• you should’ve never kissed me..

    by  • May 19, 2011 • Smitten, Uncategorized • 0 Comments

    it’s been over a month now since the first time you kissed me. It all seemed so perfect that cold March night. I had no idea it was coming. You followed me outside, we just sat there talking, not thinking anything would happen. I wasn’t expecting anything. I layed down looking at the stars while still engaged in our conversations. You came and laid next to me, put your arm around me and tricked me into falling for you at that very moment. Your cheek brushed mine so softly, it took what seemed like forever for you to finally kiss me, but then it happened and I instantly got butterflies. I replay your face brushing against mine right before you kissed me over and over again. I enjoyed every second of your sweet soft kiss… But where are we now? Barley speaking, awkwardly walking past each other in the halls. It seems like your name comes up all the time now and it kills me. I know nothing about you, nothing at all. Yet I still cannot think of anyone else besides you. I can’t stomach the thought of you even thinking of another girl. What were your intentions that night? Why did you kiss me? Sometimes I really wish you hadn’t; because than I wouldn’t be left here with the pain in my chest everytime you’re name comes to my mind.
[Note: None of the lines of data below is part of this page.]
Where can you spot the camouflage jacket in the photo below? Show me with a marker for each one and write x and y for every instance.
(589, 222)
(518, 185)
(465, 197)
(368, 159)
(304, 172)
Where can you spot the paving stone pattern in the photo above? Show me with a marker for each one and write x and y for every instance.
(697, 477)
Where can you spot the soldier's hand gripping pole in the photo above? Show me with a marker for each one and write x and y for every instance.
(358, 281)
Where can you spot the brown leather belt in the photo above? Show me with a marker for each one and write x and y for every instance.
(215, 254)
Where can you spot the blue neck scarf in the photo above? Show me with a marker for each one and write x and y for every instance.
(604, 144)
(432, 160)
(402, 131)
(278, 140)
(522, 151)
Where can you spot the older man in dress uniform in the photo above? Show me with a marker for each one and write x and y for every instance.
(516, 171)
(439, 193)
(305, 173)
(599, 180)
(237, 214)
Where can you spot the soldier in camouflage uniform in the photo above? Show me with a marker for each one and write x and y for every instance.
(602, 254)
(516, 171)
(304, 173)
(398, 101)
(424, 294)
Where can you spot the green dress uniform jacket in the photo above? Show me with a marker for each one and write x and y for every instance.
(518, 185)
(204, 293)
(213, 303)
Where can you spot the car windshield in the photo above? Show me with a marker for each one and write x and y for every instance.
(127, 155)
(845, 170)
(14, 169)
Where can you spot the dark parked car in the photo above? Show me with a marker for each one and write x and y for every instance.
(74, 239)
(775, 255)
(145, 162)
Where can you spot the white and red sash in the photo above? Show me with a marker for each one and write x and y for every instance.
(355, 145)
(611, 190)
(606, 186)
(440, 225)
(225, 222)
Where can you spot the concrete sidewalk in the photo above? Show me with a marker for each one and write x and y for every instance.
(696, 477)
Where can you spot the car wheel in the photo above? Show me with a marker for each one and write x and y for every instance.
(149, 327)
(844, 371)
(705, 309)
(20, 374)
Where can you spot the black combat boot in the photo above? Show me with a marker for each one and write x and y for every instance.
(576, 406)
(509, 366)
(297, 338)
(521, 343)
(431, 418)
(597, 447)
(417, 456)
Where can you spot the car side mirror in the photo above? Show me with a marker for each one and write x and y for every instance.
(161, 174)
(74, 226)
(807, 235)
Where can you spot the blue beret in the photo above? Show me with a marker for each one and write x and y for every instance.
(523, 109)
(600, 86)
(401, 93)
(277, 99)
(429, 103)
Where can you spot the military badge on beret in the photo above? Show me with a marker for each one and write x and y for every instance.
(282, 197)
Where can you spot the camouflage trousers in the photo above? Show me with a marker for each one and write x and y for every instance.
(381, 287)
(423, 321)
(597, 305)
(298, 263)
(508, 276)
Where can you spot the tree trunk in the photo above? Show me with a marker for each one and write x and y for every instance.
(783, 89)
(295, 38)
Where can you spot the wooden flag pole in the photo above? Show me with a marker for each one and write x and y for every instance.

You have the worst timing. It’s my senior year, my heart shouldn’t be stuck in high school with you. It’s not fair, how could you do this to me? How could I have fallen for you so hard? I like to think that after graduations i’ll be okay, I won’t think you anymore and once I start college three states away next year everything will be different. We’ll both be happy and you’ll just be another boy I crushed on in highschool. I don’t love you, I can’t love you, I barely know you; but everything just seemed to right. You make me feel so right Dan.